Why We Need To Stop Making Bio-Pics On Gangsters & Sanjay Dutt & Focus On Motivational Characters Like Ramanujan & Sarbjit
There was a time when bio-pics on gangsters was the order of the Friday. That is mercifully changing now, what with a bio-pic on Milkha Singh, followed by another winner on Mary Kom smashing boxoffice records. Suddenly there is a profusion of bio-pics on sport persons including—at the last count—three on eminent cricketers,one on a bandminton player and one on a hockey player.
Not much focus has been invested on academicians and scholars because—and there is no polite way of putting this—their lives are boring.
A new bio-pic The Man Who Knew Infinity on the mathematical genius A Ramanujan shows how exciting numbers can be when used to converse with God. Ramanujan claimed the inspiration for his mathematical formulae came to him from God. The film doesn’t questions his ethics but flows with the man’s genius as he travelled from a little obscure village in Tamil Nadu to London where his genius flowered under the tutelage and guidance of a professor G H Hardy, played brilliantly by Jeremy Irons.
Interestingly director Matt Brown wanted R Madhavan to play Ramanujan since both the bio-pic’s subject and the actor were Tamilian Brahmins.
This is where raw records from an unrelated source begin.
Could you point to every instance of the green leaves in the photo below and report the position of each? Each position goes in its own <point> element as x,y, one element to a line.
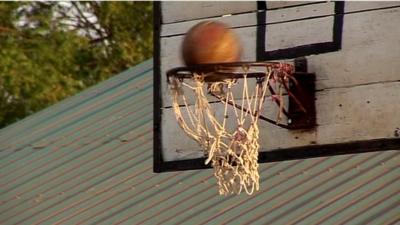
<point>43,60</point>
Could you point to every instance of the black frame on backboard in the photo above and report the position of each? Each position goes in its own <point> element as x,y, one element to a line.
<point>311,151</point>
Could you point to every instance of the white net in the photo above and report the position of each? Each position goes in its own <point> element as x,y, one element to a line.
<point>229,139</point>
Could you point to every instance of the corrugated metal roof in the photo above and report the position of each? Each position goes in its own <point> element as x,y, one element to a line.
<point>88,160</point>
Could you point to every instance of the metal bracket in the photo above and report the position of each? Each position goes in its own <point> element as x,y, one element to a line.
<point>304,90</point>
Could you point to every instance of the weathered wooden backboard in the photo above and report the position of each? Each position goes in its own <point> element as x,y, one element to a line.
<point>352,47</point>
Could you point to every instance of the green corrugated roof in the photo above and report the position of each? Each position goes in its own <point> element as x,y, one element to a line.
<point>88,160</point>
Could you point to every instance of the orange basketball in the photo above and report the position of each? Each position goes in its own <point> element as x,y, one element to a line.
<point>210,42</point>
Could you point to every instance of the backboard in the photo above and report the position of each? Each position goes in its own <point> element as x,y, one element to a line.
<point>352,47</point>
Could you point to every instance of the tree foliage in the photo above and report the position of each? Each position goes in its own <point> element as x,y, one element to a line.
<point>51,50</point>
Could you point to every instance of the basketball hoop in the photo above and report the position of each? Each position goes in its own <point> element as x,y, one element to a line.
<point>198,91</point>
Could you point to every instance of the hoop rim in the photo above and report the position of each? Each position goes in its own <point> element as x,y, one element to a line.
<point>221,71</point>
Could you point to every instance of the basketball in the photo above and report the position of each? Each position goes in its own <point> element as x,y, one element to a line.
<point>210,42</point>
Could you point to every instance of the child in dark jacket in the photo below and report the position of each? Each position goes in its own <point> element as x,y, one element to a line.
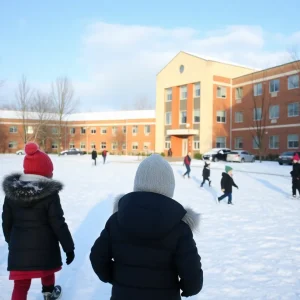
<point>226,185</point>
<point>206,173</point>
<point>146,250</point>
<point>33,226</point>
<point>295,173</point>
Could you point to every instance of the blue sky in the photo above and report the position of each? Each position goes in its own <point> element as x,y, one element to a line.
<point>97,43</point>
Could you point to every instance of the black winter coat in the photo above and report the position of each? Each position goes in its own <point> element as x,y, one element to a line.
<point>33,224</point>
<point>146,250</point>
<point>206,171</point>
<point>227,182</point>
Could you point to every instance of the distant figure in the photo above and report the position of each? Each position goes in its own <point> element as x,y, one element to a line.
<point>104,154</point>
<point>187,162</point>
<point>226,185</point>
<point>94,156</point>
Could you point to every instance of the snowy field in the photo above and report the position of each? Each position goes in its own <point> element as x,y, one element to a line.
<point>249,251</point>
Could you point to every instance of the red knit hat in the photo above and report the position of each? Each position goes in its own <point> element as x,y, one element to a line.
<point>37,162</point>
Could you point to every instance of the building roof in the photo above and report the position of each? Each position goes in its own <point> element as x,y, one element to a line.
<point>93,116</point>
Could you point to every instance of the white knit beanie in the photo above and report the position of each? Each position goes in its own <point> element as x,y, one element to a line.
<point>155,174</point>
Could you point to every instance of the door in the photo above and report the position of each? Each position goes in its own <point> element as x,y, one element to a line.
<point>184,147</point>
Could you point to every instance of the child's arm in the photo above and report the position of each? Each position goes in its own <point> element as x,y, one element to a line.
<point>188,264</point>
<point>101,257</point>
<point>7,220</point>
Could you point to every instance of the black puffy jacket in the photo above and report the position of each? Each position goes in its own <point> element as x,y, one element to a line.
<point>147,251</point>
<point>33,224</point>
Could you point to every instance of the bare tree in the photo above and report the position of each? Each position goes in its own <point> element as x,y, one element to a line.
<point>23,105</point>
<point>64,104</point>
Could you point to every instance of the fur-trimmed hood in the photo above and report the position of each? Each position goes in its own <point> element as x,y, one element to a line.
<point>29,189</point>
<point>187,215</point>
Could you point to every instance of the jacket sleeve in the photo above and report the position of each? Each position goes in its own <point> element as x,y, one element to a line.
<point>188,264</point>
<point>59,226</point>
<point>101,256</point>
<point>7,220</point>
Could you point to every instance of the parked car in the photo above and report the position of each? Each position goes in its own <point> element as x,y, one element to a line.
<point>20,152</point>
<point>216,154</point>
<point>240,156</point>
<point>73,151</point>
<point>286,158</point>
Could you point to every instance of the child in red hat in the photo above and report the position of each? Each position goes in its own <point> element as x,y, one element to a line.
<point>33,226</point>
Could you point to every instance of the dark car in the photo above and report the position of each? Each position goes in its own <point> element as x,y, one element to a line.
<point>73,151</point>
<point>286,158</point>
<point>216,154</point>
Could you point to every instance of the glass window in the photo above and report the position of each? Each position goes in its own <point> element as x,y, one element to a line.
<point>257,89</point>
<point>196,115</point>
<point>274,142</point>
<point>293,141</point>
<point>274,85</point>
<point>221,92</point>
<point>274,111</point>
<point>221,142</point>
<point>221,116</point>
<point>293,82</point>
<point>293,109</point>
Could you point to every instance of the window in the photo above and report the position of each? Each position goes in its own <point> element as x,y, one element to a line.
<point>114,130</point>
<point>134,130</point>
<point>114,145</point>
<point>197,89</point>
<point>221,116</point>
<point>183,117</point>
<point>135,146</point>
<point>196,115</point>
<point>12,145</point>
<point>221,142</point>
<point>274,142</point>
<point>13,129</point>
<point>183,92</point>
<point>168,118</point>
<point>239,117</point>
<point>239,93</point>
<point>238,143</point>
<point>221,92</point>
<point>257,89</point>
<point>54,130</point>
<point>274,112</point>
<point>29,130</point>
<point>257,114</point>
<point>255,143</point>
<point>293,141</point>
<point>274,85</point>
<point>293,82</point>
<point>147,129</point>
<point>293,110</point>
<point>196,145</point>
<point>167,144</point>
<point>169,94</point>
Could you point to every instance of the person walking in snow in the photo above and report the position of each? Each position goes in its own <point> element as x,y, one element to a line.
<point>226,185</point>
<point>206,173</point>
<point>33,226</point>
<point>295,173</point>
<point>187,162</point>
<point>146,250</point>
<point>94,156</point>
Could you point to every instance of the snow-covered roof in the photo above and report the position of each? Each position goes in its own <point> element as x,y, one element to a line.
<point>91,116</point>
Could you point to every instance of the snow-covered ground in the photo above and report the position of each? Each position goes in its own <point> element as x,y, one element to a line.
<point>249,251</point>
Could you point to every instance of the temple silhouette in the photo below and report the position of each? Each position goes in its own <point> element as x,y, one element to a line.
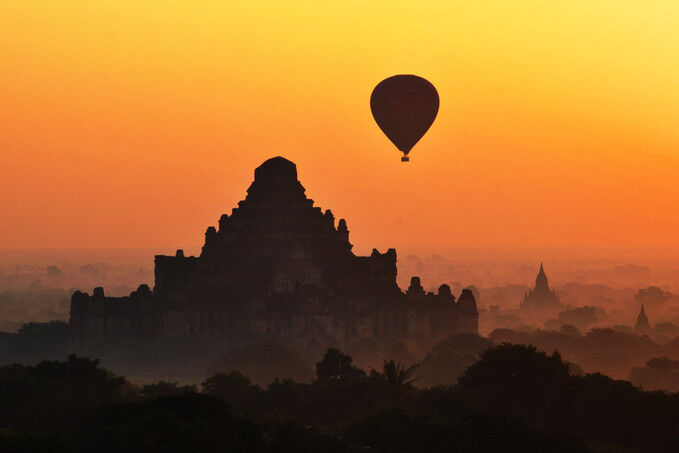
<point>541,297</point>
<point>276,268</point>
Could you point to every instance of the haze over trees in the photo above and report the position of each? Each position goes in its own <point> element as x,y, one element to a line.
<point>513,397</point>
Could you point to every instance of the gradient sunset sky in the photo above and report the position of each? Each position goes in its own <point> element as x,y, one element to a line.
<point>137,123</point>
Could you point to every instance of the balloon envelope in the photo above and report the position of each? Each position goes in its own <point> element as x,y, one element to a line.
<point>404,106</point>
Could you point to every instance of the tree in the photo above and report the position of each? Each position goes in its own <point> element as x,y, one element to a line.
<point>336,365</point>
<point>396,374</point>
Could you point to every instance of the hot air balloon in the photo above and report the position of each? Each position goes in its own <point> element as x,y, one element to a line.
<point>404,107</point>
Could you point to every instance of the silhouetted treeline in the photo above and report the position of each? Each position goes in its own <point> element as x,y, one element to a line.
<point>514,398</point>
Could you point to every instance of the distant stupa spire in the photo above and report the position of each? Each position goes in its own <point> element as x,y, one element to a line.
<point>541,296</point>
<point>642,326</point>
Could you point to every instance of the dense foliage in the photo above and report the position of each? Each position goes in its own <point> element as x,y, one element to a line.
<point>514,398</point>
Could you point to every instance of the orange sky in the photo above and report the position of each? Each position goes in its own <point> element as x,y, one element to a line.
<point>136,124</point>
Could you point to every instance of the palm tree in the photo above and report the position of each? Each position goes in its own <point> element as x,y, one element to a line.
<point>396,374</point>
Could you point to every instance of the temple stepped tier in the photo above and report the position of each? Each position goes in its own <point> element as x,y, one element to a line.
<point>276,267</point>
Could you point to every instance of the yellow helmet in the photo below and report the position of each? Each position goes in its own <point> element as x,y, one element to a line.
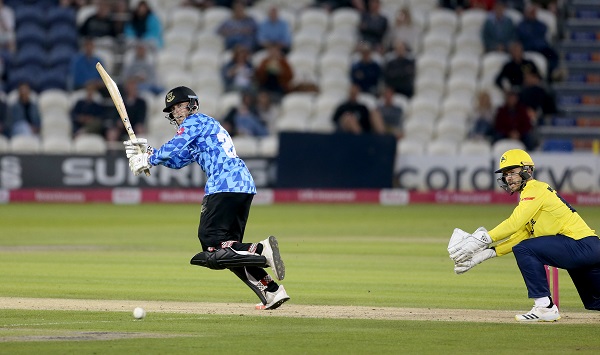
<point>514,158</point>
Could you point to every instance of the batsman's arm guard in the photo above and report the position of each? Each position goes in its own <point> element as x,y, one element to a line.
<point>228,258</point>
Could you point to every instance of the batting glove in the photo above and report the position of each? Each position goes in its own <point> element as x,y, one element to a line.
<point>136,146</point>
<point>462,267</point>
<point>139,163</point>
<point>471,245</point>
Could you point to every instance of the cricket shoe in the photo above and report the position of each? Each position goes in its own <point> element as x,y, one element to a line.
<point>271,252</point>
<point>539,314</point>
<point>274,299</point>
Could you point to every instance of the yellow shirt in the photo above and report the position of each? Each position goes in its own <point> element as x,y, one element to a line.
<point>540,212</point>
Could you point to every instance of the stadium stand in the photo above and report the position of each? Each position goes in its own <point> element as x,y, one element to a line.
<point>450,62</point>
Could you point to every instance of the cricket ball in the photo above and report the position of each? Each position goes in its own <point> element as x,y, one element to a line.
<point>139,313</point>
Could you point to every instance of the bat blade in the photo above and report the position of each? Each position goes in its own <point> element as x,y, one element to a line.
<point>115,95</point>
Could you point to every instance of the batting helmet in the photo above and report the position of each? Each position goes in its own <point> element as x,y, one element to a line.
<point>514,158</point>
<point>177,95</point>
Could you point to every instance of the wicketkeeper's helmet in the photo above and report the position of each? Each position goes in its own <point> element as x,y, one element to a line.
<point>180,94</point>
<point>511,159</point>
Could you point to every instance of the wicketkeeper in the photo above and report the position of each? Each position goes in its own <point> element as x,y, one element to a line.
<point>229,192</point>
<point>542,230</point>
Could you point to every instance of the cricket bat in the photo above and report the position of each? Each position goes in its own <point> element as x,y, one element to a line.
<point>115,95</point>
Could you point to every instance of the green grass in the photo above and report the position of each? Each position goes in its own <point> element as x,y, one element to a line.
<point>365,255</point>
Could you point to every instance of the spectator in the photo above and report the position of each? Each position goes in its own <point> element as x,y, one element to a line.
<point>99,24</point>
<point>365,72</point>
<point>137,110</point>
<point>373,25</point>
<point>513,120</point>
<point>481,121</point>
<point>7,28</point>
<point>274,74</point>
<point>141,67</point>
<point>4,129</point>
<point>498,29</point>
<point>266,110</point>
<point>239,29</point>
<point>404,30</point>
<point>238,73</point>
<point>331,5</point>
<point>399,71</point>
<point>512,72</point>
<point>351,116</point>
<point>145,26</point>
<point>537,98</point>
<point>390,114</point>
<point>24,115</point>
<point>533,35</point>
<point>455,5</point>
<point>88,115</point>
<point>274,31</point>
<point>244,120</point>
<point>83,67</point>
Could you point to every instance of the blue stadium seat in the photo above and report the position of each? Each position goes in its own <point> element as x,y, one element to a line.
<point>52,79</point>
<point>558,145</point>
<point>30,54</point>
<point>63,33</point>
<point>60,15</point>
<point>26,14</point>
<point>30,33</point>
<point>61,54</point>
<point>28,73</point>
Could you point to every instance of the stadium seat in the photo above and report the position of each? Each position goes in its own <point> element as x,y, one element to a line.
<point>307,42</point>
<point>184,18</point>
<point>431,64</point>
<point>471,20</point>
<point>209,42</point>
<point>419,129</point>
<point>468,43</point>
<point>558,145</point>
<point>442,20</point>
<point>475,147</point>
<point>438,44</point>
<point>31,54</point>
<point>4,144</point>
<point>91,144</point>
<point>315,19</point>
<point>214,16</point>
<point>501,146</point>
<point>63,33</point>
<point>422,108</point>
<point>179,40</point>
<point>345,19</point>
<point>25,145</point>
<point>442,147</point>
<point>410,146</point>
<point>57,145</point>
<point>60,55</point>
<point>342,42</point>
<point>245,146</point>
<point>301,60</point>
<point>451,128</point>
<point>29,34</point>
<point>268,147</point>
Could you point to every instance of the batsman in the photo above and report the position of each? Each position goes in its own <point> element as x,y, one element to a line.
<point>228,195</point>
<point>542,230</point>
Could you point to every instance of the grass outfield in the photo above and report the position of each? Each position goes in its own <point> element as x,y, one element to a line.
<point>336,255</point>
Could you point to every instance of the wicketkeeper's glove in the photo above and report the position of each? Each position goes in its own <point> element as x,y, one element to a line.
<point>139,163</point>
<point>465,249</point>
<point>477,258</point>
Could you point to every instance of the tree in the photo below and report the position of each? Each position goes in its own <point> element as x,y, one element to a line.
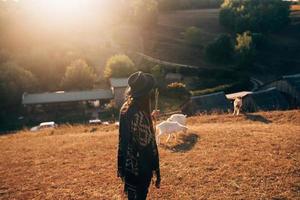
<point>193,36</point>
<point>221,50</point>
<point>78,76</point>
<point>119,66</point>
<point>145,12</point>
<point>245,50</point>
<point>14,81</point>
<point>254,15</point>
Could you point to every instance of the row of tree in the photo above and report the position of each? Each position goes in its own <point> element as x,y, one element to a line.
<point>248,22</point>
<point>79,75</point>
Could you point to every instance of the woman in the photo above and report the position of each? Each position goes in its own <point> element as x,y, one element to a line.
<point>137,153</point>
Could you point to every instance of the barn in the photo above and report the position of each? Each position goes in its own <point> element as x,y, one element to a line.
<point>72,106</point>
<point>265,100</point>
<point>215,102</point>
<point>118,88</point>
<point>289,86</point>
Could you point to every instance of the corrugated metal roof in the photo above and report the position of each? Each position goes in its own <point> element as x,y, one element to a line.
<point>119,82</point>
<point>206,103</point>
<point>293,80</point>
<point>237,94</point>
<point>59,97</point>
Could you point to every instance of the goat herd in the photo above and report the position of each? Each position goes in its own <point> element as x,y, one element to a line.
<point>174,124</point>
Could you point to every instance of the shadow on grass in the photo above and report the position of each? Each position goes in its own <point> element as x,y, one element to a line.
<point>186,143</point>
<point>257,118</point>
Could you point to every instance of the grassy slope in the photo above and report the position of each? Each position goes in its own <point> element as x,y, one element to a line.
<point>221,157</point>
<point>167,42</point>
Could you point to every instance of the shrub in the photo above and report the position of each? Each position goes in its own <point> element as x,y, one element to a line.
<point>254,15</point>
<point>78,76</point>
<point>14,81</point>
<point>193,36</point>
<point>245,51</point>
<point>220,50</point>
<point>119,66</point>
<point>145,13</point>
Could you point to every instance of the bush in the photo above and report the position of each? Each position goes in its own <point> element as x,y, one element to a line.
<point>245,51</point>
<point>254,15</point>
<point>14,81</point>
<point>145,13</point>
<point>177,90</point>
<point>193,36</point>
<point>220,50</point>
<point>78,76</point>
<point>119,66</point>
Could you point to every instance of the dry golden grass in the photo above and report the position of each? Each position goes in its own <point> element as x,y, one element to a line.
<point>221,157</point>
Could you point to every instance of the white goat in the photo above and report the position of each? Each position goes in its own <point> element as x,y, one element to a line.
<point>180,118</point>
<point>237,105</point>
<point>170,128</point>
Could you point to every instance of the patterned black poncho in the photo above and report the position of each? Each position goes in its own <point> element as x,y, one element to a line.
<point>137,153</point>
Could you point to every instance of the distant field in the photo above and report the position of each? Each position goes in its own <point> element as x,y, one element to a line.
<point>167,42</point>
<point>255,156</point>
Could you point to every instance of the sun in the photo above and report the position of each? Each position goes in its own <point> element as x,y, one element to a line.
<point>62,8</point>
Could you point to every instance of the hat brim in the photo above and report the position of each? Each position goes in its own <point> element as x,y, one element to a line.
<point>148,86</point>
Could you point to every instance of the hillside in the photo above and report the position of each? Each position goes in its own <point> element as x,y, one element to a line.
<point>166,42</point>
<point>255,156</point>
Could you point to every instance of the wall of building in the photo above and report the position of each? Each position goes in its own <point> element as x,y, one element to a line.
<point>119,96</point>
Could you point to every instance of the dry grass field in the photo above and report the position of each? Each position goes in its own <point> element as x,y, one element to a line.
<point>254,156</point>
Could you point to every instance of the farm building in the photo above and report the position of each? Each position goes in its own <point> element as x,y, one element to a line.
<point>76,104</point>
<point>233,96</point>
<point>215,102</point>
<point>118,88</point>
<point>173,77</point>
<point>289,86</point>
<point>264,100</point>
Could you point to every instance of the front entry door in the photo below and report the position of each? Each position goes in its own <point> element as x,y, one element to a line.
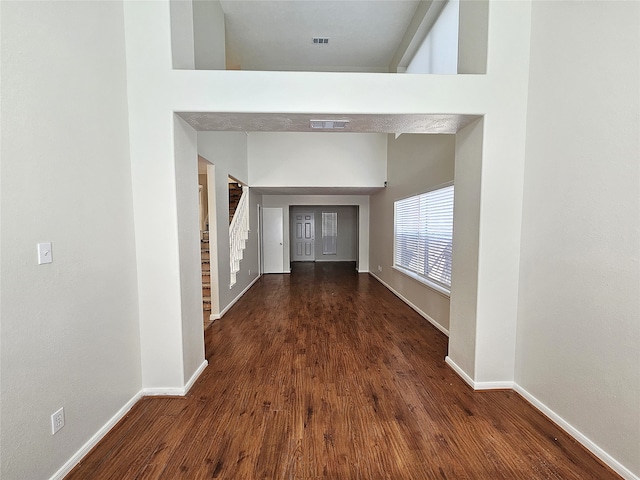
<point>303,237</point>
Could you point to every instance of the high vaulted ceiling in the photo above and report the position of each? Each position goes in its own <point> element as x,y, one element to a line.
<point>364,35</point>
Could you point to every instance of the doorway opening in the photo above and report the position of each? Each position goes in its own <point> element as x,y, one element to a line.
<point>323,233</point>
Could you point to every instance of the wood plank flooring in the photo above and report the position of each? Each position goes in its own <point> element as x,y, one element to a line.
<point>326,374</point>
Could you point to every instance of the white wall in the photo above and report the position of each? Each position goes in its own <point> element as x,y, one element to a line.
<point>186,155</point>
<point>438,52</point>
<point>361,201</point>
<point>182,35</point>
<point>208,35</point>
<point>347,241</point>
<point>322,159</point>
<point>228,153</point>
<point>464,268</point>
<point>70,333</point>
<point>579,316</point>
<point>473,28</point>
<point>416,163</point>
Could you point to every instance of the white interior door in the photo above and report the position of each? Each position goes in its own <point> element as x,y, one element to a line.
<point>303,233</point>
<point>273,240</point>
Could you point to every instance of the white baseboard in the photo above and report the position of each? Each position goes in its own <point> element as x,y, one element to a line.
<point>93,441</point>
<point>553,416</point>
<point>176,391</point>
<point>461,373</point>
<point>226,309</point>
<point>616,466</point>
<point>423,314</point>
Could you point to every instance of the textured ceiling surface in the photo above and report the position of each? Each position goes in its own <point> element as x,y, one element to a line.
<point>278,35</point>
<point>358,123</point>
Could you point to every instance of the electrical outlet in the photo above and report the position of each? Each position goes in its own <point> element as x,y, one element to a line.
<point>57,421</point>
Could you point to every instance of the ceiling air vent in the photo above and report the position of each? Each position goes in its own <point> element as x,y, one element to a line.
<point>329,124</point>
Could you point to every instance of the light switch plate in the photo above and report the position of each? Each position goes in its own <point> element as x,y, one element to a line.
<point>45,254</point>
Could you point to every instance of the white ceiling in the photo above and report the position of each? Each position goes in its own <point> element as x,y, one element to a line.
<point>298,122</point>
<point>277,35</point>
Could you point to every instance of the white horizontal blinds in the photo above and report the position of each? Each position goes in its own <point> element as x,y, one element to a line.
<point>438,216</point>
<point>409,249</point>
<point>424,233</point>
<point>329,233</point>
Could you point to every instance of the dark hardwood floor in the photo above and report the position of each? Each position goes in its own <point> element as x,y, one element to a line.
<point>326,374</point>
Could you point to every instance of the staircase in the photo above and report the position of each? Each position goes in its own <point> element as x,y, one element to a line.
<point>235,194</point>
<point>206,276</point>
<point>238,233</point>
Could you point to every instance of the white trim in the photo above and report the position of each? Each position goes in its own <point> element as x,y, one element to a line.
<point>93,441</point>
<point>577,435</point>
<point>500,385</point>
<point>553,416</point>
<point>460,372</point>
<point>176,391</point>
<point>424,281</point>
<point>232,302</point>
<point>423,314</point>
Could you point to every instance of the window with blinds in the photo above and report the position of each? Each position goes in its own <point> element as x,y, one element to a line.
<point>423,237</point>
<point>329,233</point>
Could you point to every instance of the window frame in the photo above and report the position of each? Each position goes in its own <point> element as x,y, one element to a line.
<point>434,284</point>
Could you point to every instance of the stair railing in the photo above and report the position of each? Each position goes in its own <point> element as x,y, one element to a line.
<point>238,235</point>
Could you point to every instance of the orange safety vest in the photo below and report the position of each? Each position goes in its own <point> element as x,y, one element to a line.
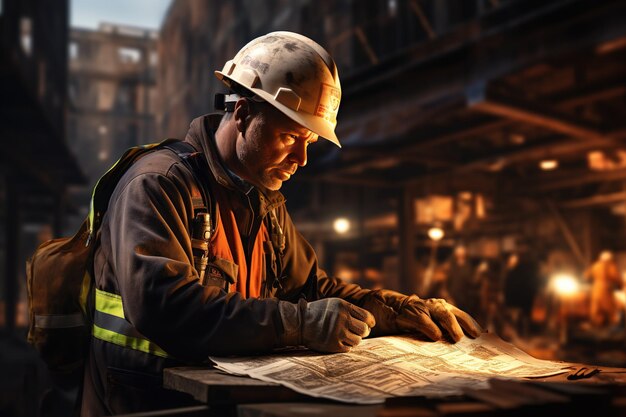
<point>227,256</point>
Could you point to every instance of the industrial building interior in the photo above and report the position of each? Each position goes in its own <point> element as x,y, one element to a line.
<point>482,141</point>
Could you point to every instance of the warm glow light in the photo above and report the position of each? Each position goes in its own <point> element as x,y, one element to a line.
<point>565,284</point>
<point>341,225</point>
<point>435,233</point>
<point>548,164</point>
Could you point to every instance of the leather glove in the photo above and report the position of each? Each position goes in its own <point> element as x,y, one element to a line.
<point>397,313</point>
<point>327,325</point>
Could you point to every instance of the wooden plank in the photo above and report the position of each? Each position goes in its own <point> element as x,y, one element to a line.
<point>214,387</point>
<point>307,410</point>
<point>533,113</point>
<point>596,200</point>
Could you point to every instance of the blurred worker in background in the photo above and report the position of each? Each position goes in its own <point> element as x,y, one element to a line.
<point>521,281</point>
<point>264,288</point>
<point>462,283</point>
<point>605,279</point>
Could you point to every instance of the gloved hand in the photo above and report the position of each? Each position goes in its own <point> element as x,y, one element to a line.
<point>327,325</point>
<point>397,313</point>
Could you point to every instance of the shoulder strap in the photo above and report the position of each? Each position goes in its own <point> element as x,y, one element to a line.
<point>106,184</point>
<point>197,164</point>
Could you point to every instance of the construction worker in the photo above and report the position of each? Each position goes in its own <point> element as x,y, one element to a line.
<point>605,279</point>
<point>263,287</point>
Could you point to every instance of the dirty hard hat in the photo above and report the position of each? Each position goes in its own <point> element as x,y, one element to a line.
<point>293,74</point>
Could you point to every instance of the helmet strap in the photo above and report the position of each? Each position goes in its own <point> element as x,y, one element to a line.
<point>226,102</point>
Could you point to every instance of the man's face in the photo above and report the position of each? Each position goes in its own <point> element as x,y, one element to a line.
<point>272,147</point>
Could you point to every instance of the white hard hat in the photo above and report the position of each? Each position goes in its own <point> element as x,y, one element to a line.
<point>293,74</point>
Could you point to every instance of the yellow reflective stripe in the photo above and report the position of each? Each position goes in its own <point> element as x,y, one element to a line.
<point>84,291</point>
<point>130,342</point>
<point>109,303</point>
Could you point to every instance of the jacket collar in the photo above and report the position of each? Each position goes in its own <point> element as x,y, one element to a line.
<point>201,136</point>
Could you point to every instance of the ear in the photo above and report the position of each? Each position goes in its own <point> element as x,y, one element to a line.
<point>241,113</point>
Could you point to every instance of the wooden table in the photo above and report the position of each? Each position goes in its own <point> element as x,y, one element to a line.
<point>229,395</point>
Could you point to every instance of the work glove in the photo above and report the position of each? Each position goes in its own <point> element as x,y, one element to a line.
<point>327,325</point>
<point>398,313</point>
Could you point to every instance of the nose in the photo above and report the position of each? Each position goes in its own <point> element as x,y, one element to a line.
<point>298,153</point>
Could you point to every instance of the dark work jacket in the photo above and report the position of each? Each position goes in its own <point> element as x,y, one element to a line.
<point>145,256</point>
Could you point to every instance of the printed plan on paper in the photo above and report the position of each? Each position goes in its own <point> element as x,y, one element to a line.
<point>393,366</point>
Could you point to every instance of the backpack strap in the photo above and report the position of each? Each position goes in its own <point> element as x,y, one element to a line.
<point>196,163</point>
<point>205,210</point>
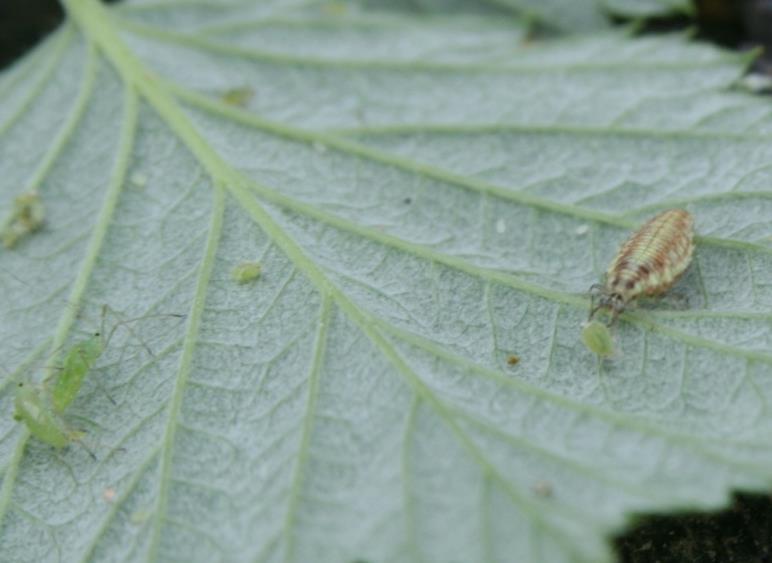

When that didn’t work out they roped in Dev Patel who in spite of his non-familiarity with Ramanujan’s cultural background and academic genius has immersed himself in the role with a feeling and finesse that defy his inexperience and define the character unconditionally.
There is a wonderful moral lesson to be learnt about bio-pics from The Man Who Knew Infinity. It’s not about getting the cultural background of the actor’s breeding right.It’s about finding the centre of the character, touching the genius and eminence of the biographical character the way Ben Kinglsey did when he played Gandhi, when Russel Crowe played the mathematical genius John Nash in Ron Howard’s A Beautiful Mind, or more recently Eddie Redmayne did when he played Stephen Hawking in The Theory Of Everything.
Dev Patel’s Ramanujan in The Man Who Knew Infinity belongs to the same league of biographical icons.
One question: why were Gandhi and now Ramanujan iconized by British directors? Why do Indian directors make bio-pics on anti-socials rather than architects of society? There is now talk of Vikas Bahl making a bio-pic on the life of contemporary mathematicianAnand Kumar.
In the meanwhile there is Omung Kumar’s bio-pic on Sarabjit Singh the Indian national imprisoned in Pakistan for alleged spying, whose sister fought a 30-year battle to get him back to India.
I’d rather see a film on a man who gave his life for his country than a film about an actor who went to jail for alleged anti-national activities.